IN KÜRZE

von Redaktion

Im Fall eines in Sachsen bei einer Polizeirazzia festgenommenen KSK-Soldaten sind neue Details bekannt geworden. Wie das sächsische Justizministerium mitteilte, wurden auf dem Privatgrundstück des 45-Jährigen unter anderem zwei Kilogramm Sprengstoff, mehrere Tausend Schuss Gewehr- und Pistolenmunition, eine Nebelhandgranate sowie Schusswaffen und Waffenteile – darunter ein Schalldämpfer – gefunden. Außerdem stießen die Ermittler auf Schriften mit rechtsextremen Inhalten – darunter ein SS-Liederbuch. Seit der Entdeckung Mitte Mai sitzt der Mann in U-Haft.
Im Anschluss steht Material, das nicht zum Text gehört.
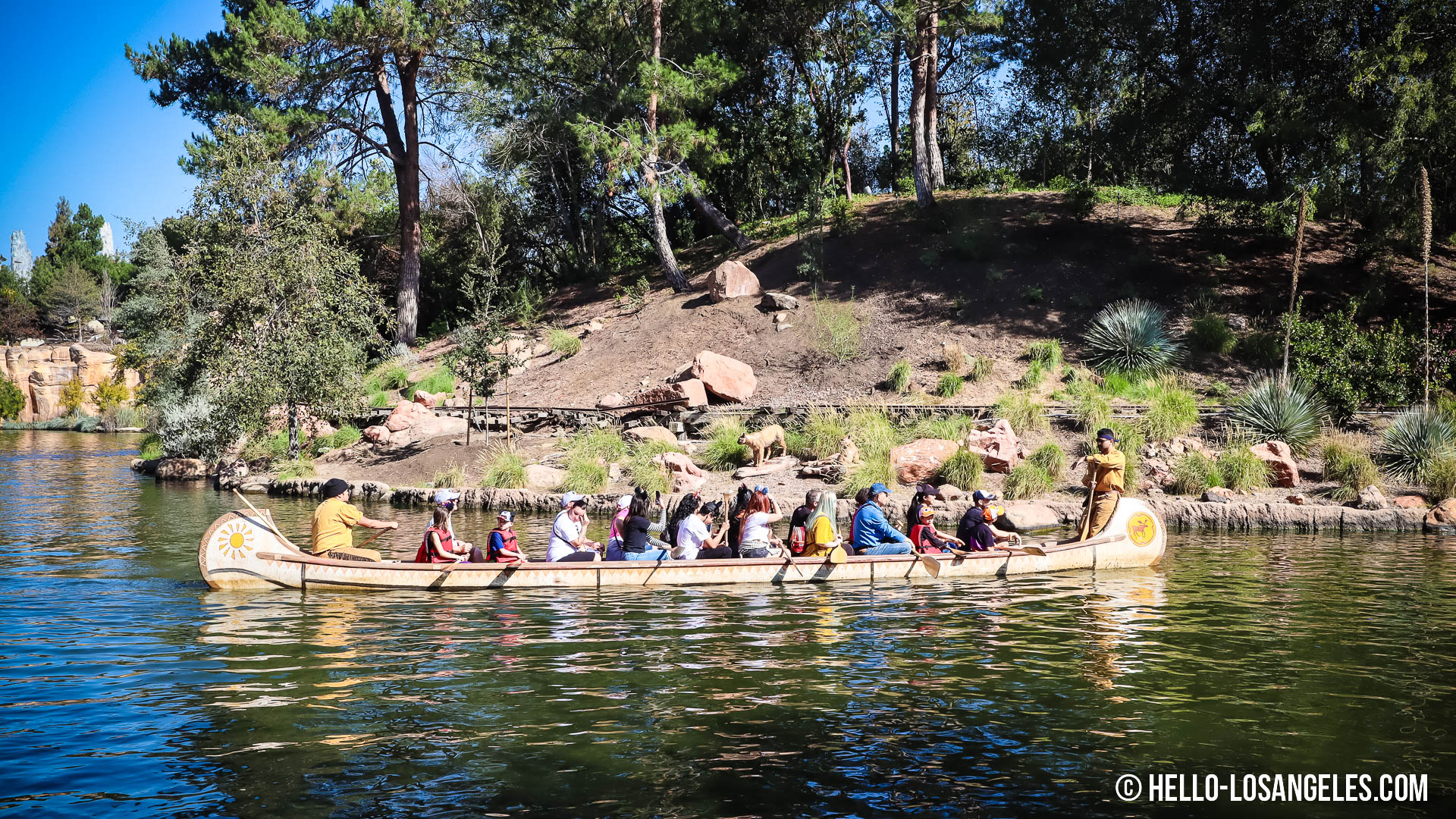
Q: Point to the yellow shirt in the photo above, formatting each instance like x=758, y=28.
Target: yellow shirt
x=331, y=525
x=1107, y=471
x=820, y=532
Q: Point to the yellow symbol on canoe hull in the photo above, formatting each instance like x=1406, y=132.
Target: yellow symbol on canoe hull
x=235, y=539
x=1142, y=528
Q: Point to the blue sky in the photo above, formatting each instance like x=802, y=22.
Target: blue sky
x=76, y=121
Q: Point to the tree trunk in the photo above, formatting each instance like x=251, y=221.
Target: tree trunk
x=660, y=242
x=932, y=102
x=924, y=186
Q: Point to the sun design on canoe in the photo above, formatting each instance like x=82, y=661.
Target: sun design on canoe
x=1142, y=528
x=235, y=539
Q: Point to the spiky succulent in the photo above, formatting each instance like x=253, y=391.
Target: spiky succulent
x=1131, y=337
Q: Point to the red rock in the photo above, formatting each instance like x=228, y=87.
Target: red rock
x=1280, y=460
x=726, y=378
x=998, y=447
x=730, y=280
x=921, y=460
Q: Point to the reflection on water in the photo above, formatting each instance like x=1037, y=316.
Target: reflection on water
x=130, y=689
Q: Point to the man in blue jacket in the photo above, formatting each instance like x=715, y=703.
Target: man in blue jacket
x=874, y=535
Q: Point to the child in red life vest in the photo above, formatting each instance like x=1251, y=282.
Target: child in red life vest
x=501, y=544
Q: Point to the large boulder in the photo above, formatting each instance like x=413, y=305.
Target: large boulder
x=541, y=477
x=181, y=469
x=723, y=376
x=998, y=447
x=730, y=280
x=1280, y=461
x=921, y=460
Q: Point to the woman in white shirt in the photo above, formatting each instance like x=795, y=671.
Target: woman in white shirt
x=568, y=534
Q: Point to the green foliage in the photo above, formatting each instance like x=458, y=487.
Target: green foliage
x=1050, y=458
x=11, y=398
x=1171, y=410
x=836, y=328
x=1131, y=337
x=1024, y=413
x=899, y=379
x=1210, y=334
x=73, y=395
x=1411, y=445
x=1027, y=482
x=1348, y=366
x=1277, y=410
x=723, y=450
x=963, y=469
x=501, y=468
x=563, y=341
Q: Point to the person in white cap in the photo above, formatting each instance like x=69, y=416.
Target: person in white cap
x=568, y=534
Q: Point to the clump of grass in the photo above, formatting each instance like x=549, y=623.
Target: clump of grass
x=563, y=341
x=963, y=469
x=1131, y=337
x=1027, y=482
x=979, y=369
x=1021, y=411
x=1210, y=334
x=1050, y=458
x=954, y=356
x=836, y=328
x=585, y=474
x=1241, y=469
x=724, y=452
x=1194, y=472
x=1046, y=353
x=1171, y=410
x=501, y=468
x=1414, y=442
x=899, y=379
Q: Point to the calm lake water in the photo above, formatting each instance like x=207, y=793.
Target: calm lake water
x=127, y=689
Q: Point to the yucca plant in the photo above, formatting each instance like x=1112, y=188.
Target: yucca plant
x=1279, y=409
x=1131, y=337
x=1414, y=442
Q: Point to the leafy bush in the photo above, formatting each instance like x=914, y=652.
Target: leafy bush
x=1131, y=337
x=1046, y=353
x=979, y=369
x=949, y=385
x=584, y=474
x=109, y=394
x=1414, y=442
x=1027, y=482
x=1277, y=410
x=724, y=452
x=1194, y=472
x=1210, y=334
x=836, y=328
x=11, y=398
x=1241, y=469
x=1171, y=411
x=501, y=468
x=963, y=469
x=1021, y=411
x=563, y=341
x=1050, y=458
x=1347, y=366
x=899, y=379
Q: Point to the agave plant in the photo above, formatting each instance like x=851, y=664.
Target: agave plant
x=1131, y=337
x=1279, y=409
x=1416, y=442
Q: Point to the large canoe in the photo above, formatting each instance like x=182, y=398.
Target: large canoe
x=242, y=551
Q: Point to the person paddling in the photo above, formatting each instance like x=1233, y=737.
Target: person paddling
x=334, y=522
x=1104, y=483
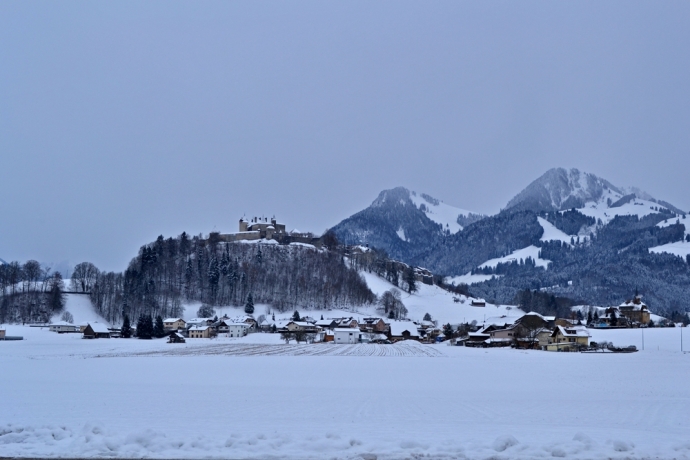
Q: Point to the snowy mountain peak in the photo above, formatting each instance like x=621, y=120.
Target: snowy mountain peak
x=559, y=188
x=450, y=218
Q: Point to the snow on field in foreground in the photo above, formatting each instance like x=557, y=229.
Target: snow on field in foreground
x=59, y=401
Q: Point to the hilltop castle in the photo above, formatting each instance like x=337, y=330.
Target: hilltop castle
x=262, y=228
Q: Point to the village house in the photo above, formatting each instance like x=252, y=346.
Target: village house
x=300, y=326
x=62, y=327
x=176, y=337
x=403, y=330
x=373, y=324
x=250, y=321
x=199, y=322
x=476, y=339
x=174, y=324
x=200, y=332
x=326, y=323
x=543, y=338
x=237, y=329
x=96, y=331
x=346, y=335
x=568, y=339
x=635, y=310
x=423, y=275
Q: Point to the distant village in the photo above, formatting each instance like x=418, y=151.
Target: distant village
x=526, y=331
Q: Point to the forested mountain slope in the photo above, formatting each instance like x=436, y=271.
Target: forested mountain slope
x=404, y=223
x=171, y=271
x=569, y=233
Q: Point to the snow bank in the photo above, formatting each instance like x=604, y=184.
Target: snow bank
x=472, y=403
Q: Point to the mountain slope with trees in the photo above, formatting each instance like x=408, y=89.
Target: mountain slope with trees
x=170, y=272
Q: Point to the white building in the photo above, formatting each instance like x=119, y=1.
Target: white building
x=237, y=329
x=346, y=335
x=63, y=326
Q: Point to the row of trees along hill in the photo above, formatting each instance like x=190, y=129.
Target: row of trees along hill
x=171, y=271
x=29, y=293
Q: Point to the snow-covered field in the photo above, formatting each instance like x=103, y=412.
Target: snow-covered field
x=64, y=396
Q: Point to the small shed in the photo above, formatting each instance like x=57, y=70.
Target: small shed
x=63, y=326
x=346, y=335
x=404, y=330
x=96, y=331
x=176, y=337
x=238, y=329
x=174, y=324
x=199, y=332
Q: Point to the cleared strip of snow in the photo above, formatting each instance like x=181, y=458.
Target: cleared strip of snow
x=680, y=248
x=439, y=303
x=81, y=308
x=469, y=278
x=441, y=213
x=551, y=233
x=635, y=207
x=529, y=251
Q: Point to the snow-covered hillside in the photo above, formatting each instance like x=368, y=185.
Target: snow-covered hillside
x=520, y=254
x=601, y=210
x=551, y=233
x=440, y=212
x=439, y=304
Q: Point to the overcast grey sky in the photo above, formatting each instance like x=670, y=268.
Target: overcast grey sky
x=120, y=121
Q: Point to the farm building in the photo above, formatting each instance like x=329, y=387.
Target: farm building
x=176, y=337
x=346, y=335
x=237, y=329
x=62, y=327
x=174, y=324
x=404, y=330
x=96, y=331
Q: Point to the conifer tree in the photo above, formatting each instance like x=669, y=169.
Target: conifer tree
x=410, y=280
x=159, y=329
x=249, y=306
x=145, y=327
x=448, y=331
x=126, y=331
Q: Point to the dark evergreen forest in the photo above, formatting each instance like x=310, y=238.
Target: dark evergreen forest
x=172, y=271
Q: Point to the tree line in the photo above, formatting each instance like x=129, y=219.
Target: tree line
x=29, y=293
x=170, y=272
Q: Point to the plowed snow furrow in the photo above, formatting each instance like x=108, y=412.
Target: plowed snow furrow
x=395, y=350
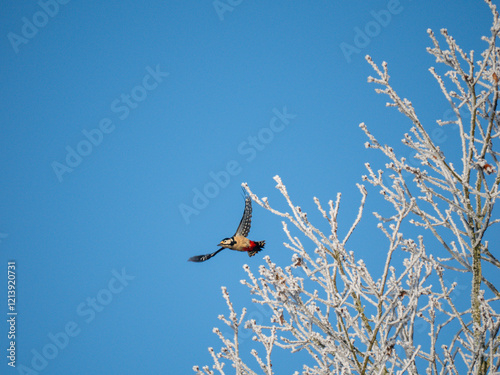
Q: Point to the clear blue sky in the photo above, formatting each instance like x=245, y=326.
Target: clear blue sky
x=158, y=99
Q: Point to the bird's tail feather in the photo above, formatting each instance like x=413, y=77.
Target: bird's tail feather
x=202, y=258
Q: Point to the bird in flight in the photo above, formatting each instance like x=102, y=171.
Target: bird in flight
x=239, y=240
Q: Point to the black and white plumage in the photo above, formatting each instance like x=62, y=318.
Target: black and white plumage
x=238, y=241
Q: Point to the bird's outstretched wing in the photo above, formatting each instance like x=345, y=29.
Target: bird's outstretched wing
x=202, y=258
x=246, y=220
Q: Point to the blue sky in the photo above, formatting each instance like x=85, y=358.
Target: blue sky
x=116, y=113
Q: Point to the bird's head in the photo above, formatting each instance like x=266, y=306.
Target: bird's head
x=227, y=242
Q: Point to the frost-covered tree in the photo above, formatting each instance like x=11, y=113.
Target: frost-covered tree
x=351, y=319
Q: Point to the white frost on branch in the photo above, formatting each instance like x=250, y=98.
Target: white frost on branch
x=405, y=318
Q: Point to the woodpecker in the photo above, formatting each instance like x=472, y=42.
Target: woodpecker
x=238, y=241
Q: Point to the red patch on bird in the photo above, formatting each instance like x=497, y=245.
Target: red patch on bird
x=252, y=245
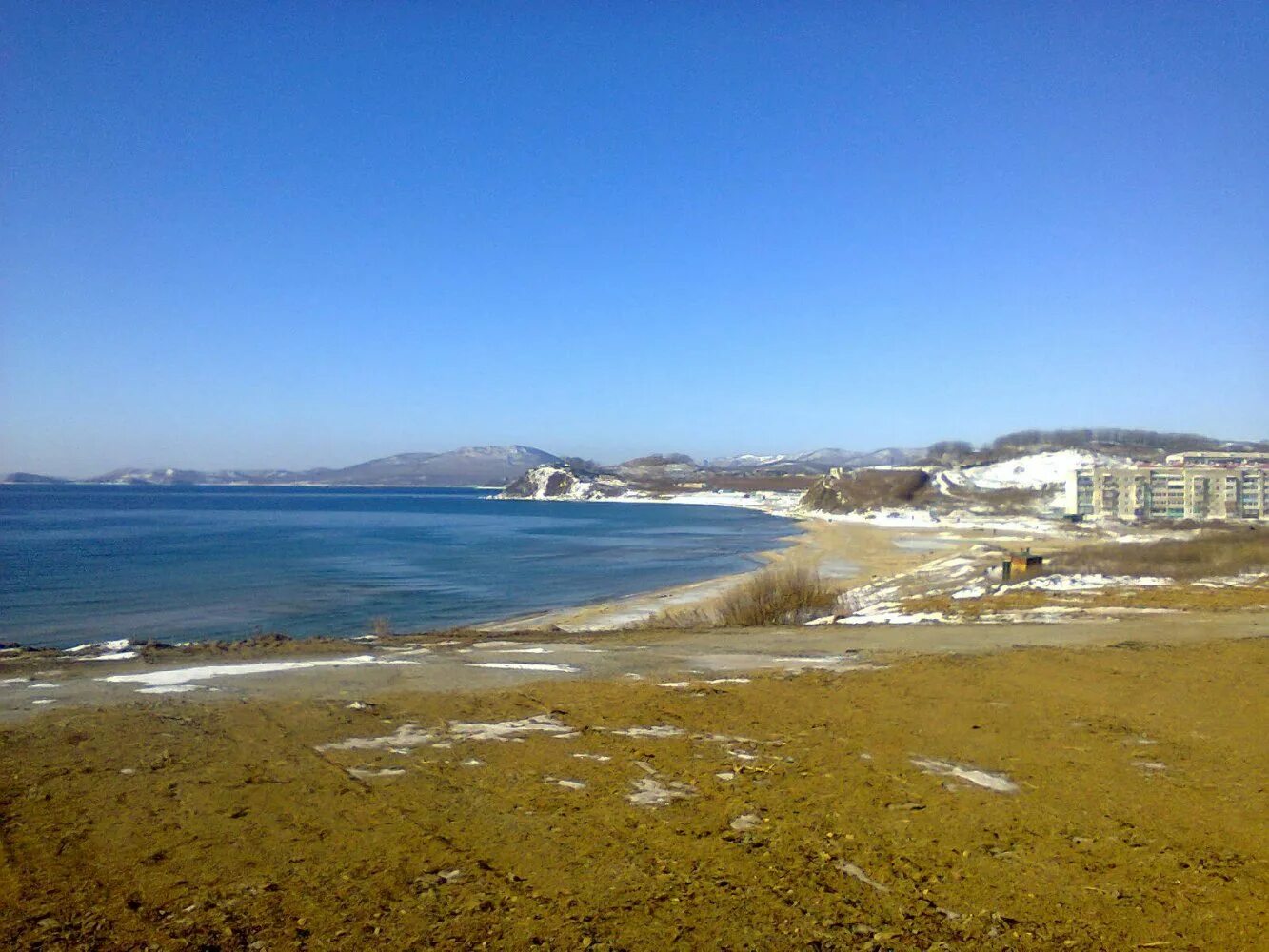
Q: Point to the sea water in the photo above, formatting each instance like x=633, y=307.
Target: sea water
x=88, y=563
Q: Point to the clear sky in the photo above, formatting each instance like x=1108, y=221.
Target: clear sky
x=311, y=234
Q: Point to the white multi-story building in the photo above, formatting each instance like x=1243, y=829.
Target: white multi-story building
x=1204, y=491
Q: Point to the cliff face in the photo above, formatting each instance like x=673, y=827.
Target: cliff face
x=862, y=490
x=564, y=482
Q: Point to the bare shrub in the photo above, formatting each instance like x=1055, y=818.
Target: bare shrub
x=780, y=594
x=1226, y=552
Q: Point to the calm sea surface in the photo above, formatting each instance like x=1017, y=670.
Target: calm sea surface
x=186, y=563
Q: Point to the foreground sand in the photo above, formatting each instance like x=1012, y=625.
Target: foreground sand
x=1139, y=819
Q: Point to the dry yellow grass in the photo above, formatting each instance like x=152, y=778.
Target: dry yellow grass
x=1181, y=598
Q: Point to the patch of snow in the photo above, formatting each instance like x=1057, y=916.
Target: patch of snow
x=998, y=783
x=110, y=657
x=115, y=645
x=403, y=739
x=652, y=792
x=896, y=617
x=662, y=730
x=1085, y=583
x=507, y=730
x=525, y=666
x=857, y=874
x=183, y=676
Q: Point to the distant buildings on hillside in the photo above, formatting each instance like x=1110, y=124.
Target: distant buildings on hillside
x=1189, y=486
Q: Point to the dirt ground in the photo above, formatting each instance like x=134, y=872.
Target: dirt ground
x=1124, y=807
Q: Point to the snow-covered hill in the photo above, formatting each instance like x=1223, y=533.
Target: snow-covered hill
x=1035, y=471
x=564, y=482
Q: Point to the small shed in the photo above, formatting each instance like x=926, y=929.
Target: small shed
x=1021, y=565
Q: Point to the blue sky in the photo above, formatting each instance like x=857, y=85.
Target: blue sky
x=311, y=234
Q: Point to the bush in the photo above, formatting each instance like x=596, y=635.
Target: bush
x=781, y=594
x=1219, y=552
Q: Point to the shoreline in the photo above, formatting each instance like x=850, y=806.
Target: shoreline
x=932, y=784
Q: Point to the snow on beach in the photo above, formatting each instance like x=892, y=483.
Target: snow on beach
x=184, y=677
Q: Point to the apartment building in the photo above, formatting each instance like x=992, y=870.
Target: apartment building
x=1227, y=491
x=1222, y=459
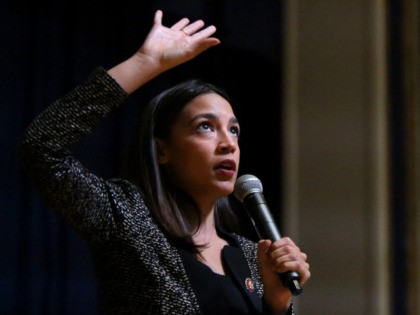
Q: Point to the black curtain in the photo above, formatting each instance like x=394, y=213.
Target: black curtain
x=47, y=48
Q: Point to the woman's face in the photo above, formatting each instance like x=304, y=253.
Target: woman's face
x=202, y=154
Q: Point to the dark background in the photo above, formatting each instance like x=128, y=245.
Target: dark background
x=46, y=49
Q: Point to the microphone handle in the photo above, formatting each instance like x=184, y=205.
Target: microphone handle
x=267, y=229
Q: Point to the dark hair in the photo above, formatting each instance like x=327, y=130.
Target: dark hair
x=167, y=202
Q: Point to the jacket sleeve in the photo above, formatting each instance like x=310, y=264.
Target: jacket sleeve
x=45, y=151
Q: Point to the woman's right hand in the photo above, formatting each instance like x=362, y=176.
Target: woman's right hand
x=171, y=46
x=164, y=48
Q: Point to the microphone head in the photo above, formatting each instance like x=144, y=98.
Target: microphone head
x=245, y=185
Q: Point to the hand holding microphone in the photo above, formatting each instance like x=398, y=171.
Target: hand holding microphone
x=248, y=190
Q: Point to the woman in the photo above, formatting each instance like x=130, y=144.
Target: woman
x=159, y=239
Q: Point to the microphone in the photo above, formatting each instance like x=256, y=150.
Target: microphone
x=248, y=190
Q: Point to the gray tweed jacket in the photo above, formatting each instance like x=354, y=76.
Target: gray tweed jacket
x=138, y=270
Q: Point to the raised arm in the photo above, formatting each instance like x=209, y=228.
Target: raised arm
x=163, y=48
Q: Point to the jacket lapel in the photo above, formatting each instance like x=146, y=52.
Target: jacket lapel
x=236, y=262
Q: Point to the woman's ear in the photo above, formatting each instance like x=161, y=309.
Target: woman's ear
x=161, y=151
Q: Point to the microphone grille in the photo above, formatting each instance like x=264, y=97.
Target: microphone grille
x=245, y=185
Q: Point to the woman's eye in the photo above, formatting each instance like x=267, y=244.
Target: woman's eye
x=204, y=126
x=234, y=131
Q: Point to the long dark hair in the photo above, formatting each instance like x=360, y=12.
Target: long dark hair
x=167, y=202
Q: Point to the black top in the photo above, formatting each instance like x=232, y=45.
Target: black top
x=217, y=294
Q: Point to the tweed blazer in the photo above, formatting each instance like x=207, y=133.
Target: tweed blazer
x=138, y=271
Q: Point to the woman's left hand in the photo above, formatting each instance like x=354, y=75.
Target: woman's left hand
x=276, y=258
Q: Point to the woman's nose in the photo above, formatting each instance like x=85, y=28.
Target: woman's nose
x=227, y=144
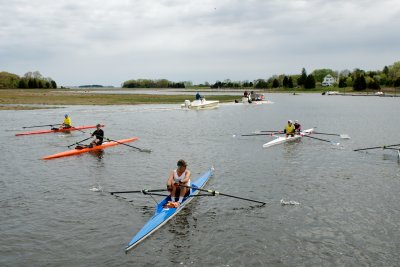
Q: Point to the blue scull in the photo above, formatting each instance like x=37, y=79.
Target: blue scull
x=162, y=215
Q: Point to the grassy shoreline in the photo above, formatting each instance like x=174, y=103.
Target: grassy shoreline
x=28, y=97
x=34, y=97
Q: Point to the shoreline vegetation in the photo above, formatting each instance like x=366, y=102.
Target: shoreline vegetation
x=28, y=99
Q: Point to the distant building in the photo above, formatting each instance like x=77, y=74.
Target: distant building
x=328, y=80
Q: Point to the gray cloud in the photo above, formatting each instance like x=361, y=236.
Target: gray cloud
x=89, y=41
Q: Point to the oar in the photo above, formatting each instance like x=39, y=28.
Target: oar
x=144, y=191
x=41, y=125
x=140, y=149
x=375, y=147
x=77, y=129
x=77, y=143
x=324, y=140
x=255, y=134
x=215, y=193
x=344, y=136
Die AfD akzeptiert das gegen sie wegen einer Spendenaffäre verhängte Bußgeld in Höhe von 269 400 Euro. Im Landtagswahlkampf von Parteichef Jörg Meuthen in Baden-Württemberg 2016 hängte eine Schweizer PR-Agentur Plakate auf, verteilte Flyer und schaltete Anzeigen in Lokalblättern. Finanziert wurde dies von Spendern. Den Vorgang wertete der Bundestag als verbotene Annahme anonymer Spenden.

Wegen vorsätzlicher Herstellung einer biologischen Waffe mit hochgiftigem Rizin hat das Oberlandesgericht Düsseldorf eine Islamistin zu acht Jahren Haft verurteilt. Die Deutsche soll 2018 mit ihrem Ehemann einen Rizin-Anschlag geplant haben. Der Tunesier war im März zu zehn Jahren Haft verurteilt worden.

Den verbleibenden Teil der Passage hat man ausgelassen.